The Data Protection Act 1998 was introduced to implement the EU Data Protection Directive 1995, but this is just one of a number of European instruments affecting privacy and data protection, such as arts 7 and 8 of the EU Charter, art 8 of the ECHR and art 108 of the Council of Europe Convention. Following the EU referendum, it remains to be seen what “Brexit” will look like. Having initially suggested that an independent Britain trading with the Single Market would need equivalent standards to the EU’s General Data Protection Regulation framework starting in 2018, the Information Commissioner’s Office is now making a rather less specific commitment. (Meanwhile the existing laws continue to apply.)

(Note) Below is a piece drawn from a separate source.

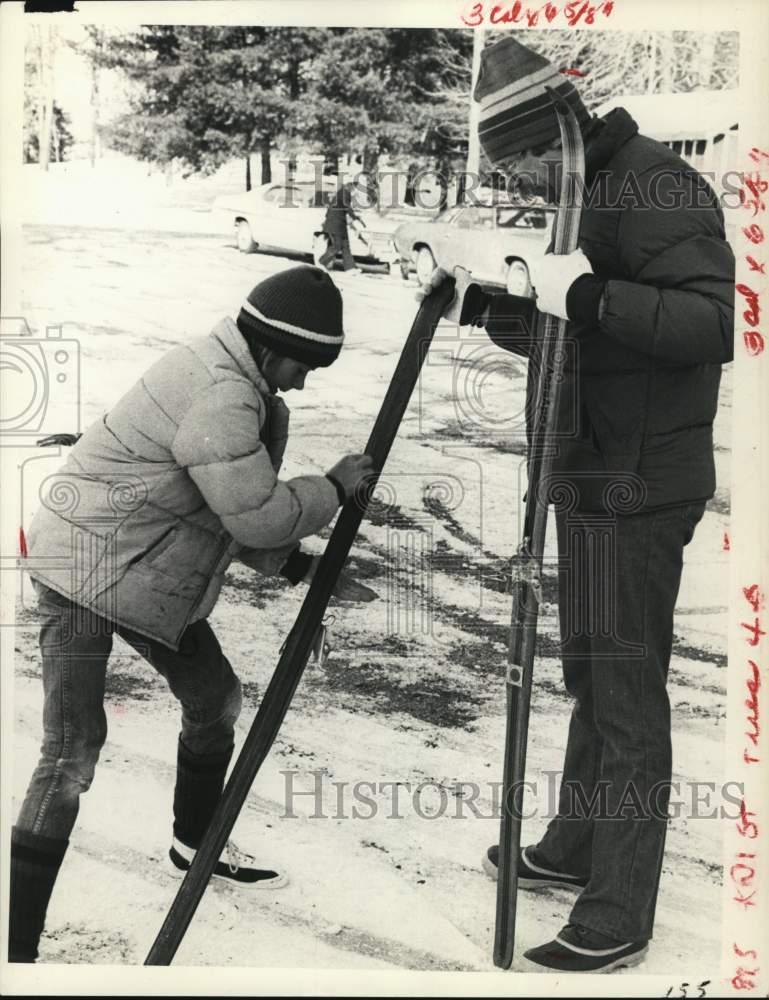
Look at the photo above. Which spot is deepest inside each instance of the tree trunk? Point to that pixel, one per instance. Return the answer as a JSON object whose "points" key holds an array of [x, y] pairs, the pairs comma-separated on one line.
{"points": [[95, 150], [266, 165], [473, 142], [666, 61], [705, 59], [46, 62]]}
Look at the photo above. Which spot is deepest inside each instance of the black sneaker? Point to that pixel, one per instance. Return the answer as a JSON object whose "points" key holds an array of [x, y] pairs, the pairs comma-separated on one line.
{"points": [[531, 876], [578, 949], [235, 867]]}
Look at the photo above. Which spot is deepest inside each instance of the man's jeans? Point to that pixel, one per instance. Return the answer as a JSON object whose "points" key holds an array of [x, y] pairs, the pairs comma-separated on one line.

Dr Townend goes on to discuss two key cases on data protection. First, the somewhat unsatisfactorily named “Right to be forgotten” – effectively a right to erasure, on which the European Court of Justice gave its now famous ruling in Google Spain v AEPD and Gonzalez (Case C-131/12). The requirement to remove links on search engine results to content that is inaccurate, inadequate, irrelevant or excessive has been criticised as a form of censorship or rewriting of history, but of course the original content remains even if the links to it are removed. Google instituted a procedure for complainants to ask for links to be removed but there are concerns over how transparent that process is, how fair, and how easy to circumvent (the “whack-a-mole” scenario, in which new versions of a story keep popping up).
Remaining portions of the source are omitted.